We don’t believe all IT distributors are created equal. Given TECD significant diversification including exposure to high growth area, we don’t believe that Avnet’s recent results should be interpolated to TECD. While we agree that legacy IT hardware is challenged, it represent around 20% of TECD sales and is offset by TECD’s fast growing cloud division which is around 18% of sales. CDW which we consider a much better peer for TECD because of the breadth of its offering recently reported Q1 results that highlighted constant currency growth of 3.5%. The company in particular highlighted its diversity as a reason for this growth. We expect a similar result for TECD. In other words, Avnet is heavily exposed to a declining part of IT spending. That doesn’t mean that all IT distributors have this issue.

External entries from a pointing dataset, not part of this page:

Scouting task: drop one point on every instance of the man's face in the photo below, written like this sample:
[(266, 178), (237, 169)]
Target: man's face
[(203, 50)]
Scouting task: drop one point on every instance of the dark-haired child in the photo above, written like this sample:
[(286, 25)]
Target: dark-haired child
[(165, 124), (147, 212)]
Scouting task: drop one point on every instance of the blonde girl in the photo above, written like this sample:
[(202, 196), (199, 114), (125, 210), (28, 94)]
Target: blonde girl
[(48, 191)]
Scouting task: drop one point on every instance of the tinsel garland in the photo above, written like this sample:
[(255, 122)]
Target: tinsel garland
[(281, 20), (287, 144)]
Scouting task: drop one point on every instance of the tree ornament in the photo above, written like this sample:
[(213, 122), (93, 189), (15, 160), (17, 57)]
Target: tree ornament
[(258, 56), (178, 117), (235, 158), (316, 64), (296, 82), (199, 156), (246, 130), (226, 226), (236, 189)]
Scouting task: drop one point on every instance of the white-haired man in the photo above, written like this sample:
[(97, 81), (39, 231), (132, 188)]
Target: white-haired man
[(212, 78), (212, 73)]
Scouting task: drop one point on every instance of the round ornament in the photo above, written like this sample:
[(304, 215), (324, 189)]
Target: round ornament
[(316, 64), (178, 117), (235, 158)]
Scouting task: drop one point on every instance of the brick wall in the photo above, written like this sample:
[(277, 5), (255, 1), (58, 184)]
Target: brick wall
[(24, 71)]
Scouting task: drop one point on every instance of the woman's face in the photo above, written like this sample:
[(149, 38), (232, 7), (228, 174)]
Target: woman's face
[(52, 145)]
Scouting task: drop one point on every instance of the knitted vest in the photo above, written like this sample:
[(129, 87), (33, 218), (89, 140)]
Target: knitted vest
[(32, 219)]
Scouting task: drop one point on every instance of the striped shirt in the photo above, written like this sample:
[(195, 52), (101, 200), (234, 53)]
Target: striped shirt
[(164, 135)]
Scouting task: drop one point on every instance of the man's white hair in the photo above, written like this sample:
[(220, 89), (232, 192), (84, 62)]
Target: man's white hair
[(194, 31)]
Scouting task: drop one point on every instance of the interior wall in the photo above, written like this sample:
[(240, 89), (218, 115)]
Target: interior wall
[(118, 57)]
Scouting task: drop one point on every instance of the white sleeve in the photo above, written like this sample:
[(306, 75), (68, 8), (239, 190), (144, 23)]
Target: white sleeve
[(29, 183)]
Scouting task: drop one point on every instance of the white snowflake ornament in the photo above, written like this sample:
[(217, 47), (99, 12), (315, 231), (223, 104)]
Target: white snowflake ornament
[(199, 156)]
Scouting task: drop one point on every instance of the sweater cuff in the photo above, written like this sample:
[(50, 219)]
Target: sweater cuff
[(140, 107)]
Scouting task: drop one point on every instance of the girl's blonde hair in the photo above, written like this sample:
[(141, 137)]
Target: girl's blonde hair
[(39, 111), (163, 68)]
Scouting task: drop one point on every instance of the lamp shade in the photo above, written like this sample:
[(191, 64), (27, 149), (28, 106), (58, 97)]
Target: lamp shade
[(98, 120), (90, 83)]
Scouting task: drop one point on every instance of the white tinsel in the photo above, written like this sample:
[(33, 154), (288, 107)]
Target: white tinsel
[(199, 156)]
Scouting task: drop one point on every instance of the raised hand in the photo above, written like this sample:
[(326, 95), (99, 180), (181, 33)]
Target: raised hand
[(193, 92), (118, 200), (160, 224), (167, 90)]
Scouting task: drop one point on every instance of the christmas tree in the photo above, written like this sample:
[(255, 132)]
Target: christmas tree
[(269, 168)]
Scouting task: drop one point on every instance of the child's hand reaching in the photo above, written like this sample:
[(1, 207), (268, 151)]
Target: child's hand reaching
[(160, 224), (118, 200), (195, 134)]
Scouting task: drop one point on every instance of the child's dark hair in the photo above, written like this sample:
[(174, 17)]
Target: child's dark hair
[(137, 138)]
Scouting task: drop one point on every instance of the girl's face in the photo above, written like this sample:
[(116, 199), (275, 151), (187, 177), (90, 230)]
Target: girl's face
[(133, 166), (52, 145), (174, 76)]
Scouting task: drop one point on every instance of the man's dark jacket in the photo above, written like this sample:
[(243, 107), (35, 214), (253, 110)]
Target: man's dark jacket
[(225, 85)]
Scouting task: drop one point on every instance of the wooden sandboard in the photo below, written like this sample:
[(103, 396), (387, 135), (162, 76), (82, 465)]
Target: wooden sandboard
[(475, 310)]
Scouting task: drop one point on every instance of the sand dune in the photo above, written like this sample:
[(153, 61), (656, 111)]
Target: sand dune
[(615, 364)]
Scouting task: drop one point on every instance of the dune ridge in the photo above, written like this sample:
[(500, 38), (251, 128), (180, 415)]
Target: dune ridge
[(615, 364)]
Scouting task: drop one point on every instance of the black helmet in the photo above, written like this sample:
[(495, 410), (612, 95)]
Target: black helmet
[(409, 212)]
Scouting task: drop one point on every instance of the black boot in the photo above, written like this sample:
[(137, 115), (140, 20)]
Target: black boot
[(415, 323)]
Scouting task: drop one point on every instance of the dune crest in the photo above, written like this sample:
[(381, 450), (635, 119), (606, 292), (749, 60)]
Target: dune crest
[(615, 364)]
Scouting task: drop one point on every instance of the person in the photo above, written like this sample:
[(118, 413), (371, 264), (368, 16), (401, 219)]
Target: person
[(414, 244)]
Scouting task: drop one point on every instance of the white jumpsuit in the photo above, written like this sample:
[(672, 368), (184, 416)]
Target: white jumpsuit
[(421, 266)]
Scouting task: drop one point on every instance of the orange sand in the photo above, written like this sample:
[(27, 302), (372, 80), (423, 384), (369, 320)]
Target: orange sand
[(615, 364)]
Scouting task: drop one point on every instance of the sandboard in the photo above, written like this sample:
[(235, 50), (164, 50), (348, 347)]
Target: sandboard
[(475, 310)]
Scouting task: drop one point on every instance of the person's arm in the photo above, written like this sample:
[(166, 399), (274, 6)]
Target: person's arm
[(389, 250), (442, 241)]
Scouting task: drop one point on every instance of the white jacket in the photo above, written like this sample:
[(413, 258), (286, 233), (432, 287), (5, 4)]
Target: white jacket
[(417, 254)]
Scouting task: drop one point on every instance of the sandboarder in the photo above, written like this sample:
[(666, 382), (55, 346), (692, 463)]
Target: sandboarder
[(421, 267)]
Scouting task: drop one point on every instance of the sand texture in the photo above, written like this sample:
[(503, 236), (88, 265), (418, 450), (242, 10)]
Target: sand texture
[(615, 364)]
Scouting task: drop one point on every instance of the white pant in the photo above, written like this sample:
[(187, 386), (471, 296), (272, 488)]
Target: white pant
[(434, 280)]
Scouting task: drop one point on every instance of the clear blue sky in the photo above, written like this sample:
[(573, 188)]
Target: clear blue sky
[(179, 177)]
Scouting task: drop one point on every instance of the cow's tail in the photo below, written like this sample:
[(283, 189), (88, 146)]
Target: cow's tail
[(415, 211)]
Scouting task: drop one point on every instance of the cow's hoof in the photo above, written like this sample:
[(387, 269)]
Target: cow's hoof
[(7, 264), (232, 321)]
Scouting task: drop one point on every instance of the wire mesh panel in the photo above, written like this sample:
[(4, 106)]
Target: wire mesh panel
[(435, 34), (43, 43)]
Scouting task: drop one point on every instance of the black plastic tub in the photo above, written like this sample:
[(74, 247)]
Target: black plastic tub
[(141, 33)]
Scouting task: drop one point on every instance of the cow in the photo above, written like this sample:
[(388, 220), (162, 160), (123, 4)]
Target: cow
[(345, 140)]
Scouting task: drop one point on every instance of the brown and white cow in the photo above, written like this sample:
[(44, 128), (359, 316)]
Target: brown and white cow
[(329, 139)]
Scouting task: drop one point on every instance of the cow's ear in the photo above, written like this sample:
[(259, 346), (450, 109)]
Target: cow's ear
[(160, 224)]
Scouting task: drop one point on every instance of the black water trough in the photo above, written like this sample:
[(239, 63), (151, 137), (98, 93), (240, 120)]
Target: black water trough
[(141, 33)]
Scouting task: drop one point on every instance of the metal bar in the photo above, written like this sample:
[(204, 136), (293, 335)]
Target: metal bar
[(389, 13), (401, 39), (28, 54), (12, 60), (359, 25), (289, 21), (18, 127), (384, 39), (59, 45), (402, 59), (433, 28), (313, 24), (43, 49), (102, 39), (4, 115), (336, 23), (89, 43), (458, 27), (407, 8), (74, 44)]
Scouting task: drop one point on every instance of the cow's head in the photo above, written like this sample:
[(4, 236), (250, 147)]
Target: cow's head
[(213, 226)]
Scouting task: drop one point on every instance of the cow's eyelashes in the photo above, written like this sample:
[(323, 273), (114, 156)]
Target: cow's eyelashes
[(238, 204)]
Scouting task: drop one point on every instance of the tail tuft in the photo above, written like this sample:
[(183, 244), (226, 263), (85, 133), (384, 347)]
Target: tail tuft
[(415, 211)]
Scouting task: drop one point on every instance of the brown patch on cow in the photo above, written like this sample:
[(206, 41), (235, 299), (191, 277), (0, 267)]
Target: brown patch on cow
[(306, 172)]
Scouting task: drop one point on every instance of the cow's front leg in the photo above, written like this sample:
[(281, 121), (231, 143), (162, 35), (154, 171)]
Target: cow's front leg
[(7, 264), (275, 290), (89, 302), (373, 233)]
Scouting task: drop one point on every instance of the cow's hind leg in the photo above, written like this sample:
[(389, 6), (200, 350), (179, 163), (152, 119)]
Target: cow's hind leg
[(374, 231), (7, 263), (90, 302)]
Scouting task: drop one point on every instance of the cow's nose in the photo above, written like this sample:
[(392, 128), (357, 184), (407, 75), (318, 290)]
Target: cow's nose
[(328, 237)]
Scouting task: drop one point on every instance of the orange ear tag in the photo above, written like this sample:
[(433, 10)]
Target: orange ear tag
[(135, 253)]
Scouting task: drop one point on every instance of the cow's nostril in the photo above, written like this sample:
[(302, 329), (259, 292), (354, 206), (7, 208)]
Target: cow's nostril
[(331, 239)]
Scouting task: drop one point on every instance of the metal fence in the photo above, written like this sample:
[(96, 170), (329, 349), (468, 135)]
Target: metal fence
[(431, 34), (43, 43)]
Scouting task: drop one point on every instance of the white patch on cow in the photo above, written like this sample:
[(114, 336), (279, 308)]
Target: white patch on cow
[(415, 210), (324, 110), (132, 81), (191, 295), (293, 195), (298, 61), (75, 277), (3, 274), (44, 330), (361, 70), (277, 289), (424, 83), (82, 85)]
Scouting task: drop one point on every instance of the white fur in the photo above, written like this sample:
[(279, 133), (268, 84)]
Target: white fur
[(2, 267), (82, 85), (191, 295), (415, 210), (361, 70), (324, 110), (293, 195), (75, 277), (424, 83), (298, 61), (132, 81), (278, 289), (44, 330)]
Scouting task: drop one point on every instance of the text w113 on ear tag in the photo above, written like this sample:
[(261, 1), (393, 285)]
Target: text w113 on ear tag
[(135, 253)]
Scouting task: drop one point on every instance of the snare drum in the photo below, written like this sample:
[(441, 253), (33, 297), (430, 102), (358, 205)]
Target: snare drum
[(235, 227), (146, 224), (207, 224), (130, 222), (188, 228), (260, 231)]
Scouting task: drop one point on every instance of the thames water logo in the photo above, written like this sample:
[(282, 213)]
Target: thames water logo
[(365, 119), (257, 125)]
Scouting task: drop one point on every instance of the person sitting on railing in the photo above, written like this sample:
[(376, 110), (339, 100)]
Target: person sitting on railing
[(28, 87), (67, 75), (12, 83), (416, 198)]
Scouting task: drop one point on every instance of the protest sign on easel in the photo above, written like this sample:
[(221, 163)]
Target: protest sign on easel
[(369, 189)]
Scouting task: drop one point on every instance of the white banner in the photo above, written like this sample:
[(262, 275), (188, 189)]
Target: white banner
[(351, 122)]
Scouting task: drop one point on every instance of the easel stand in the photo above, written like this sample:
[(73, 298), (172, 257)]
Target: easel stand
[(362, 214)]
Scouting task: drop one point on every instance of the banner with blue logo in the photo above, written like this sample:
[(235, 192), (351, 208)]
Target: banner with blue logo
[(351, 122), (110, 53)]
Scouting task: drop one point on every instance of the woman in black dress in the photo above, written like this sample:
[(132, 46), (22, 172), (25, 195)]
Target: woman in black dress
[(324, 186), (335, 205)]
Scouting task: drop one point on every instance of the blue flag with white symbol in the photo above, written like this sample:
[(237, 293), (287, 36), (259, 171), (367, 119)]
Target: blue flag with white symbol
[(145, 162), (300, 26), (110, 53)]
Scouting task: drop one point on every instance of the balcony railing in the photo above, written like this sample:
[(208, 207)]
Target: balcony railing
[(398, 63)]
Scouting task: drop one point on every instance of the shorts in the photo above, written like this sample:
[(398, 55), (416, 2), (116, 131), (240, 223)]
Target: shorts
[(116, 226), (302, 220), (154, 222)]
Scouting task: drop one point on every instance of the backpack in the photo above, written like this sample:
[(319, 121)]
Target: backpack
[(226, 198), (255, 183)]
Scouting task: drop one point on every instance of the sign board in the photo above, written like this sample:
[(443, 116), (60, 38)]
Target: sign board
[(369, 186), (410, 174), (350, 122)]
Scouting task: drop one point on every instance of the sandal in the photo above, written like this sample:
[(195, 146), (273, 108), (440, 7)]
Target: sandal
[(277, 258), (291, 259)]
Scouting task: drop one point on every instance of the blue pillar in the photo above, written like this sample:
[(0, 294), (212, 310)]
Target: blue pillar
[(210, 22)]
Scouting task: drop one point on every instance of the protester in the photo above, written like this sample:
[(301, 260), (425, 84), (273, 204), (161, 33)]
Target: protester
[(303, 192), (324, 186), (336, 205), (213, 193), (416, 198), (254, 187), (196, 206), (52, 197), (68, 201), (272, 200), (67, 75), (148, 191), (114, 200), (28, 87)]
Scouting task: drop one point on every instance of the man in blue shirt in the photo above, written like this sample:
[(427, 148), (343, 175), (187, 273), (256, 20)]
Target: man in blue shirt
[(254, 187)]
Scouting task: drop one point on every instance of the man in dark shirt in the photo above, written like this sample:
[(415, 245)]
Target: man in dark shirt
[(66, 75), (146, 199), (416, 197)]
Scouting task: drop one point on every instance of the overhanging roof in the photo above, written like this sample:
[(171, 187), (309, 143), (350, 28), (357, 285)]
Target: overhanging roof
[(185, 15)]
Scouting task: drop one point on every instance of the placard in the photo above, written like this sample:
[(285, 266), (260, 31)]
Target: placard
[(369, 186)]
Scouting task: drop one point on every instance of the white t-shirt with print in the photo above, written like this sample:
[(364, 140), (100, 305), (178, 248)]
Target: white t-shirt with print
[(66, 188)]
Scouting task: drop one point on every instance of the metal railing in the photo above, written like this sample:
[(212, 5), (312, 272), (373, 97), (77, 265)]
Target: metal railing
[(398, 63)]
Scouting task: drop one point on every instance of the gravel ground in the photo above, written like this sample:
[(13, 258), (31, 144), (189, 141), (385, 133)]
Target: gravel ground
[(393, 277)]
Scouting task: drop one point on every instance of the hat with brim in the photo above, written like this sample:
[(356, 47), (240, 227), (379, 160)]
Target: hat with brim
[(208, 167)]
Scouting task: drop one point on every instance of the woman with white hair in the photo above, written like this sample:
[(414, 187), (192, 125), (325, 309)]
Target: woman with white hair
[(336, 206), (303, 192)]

While we don’t typically play the earnings game, there is another interesting dynamic taking place here with regard to currency. When the company reported Q4 numbers, they gave Q1 guidance that assumes year over year constant currency sales growth of low to mid-single digits in US and Europe and an average US dollar to Euro exchange rate of $1.08 to Eur 1. What’s interesting is that during the quarter, the average exchange rate was around 1.12. Given that around 60% of TECD business is in Europe, this difference of exchange rate is meaningful and is likely to cause the Company to beat its EPS guidance. It’s also likely that the Company will provide guidance for Q2 based on a higher exchange rate. For reference point, Q4 European operations constant year over year growth was 11% but was flat in US$. Some of the currency headwinds that have obfuscated TECD progress in Europe are reversing and will now provide a tailwind for the business.

In conclusion, we believe some recent industry noise has created an attractive entry point to purchase a well-run, stable, highly cash flow generative business with a great balance sheet at an attractive price.





I do not hold a position with the issuer such as employment, directorship, or consultancy.
I and/or others I advise hold a material investment in the issuer's securities.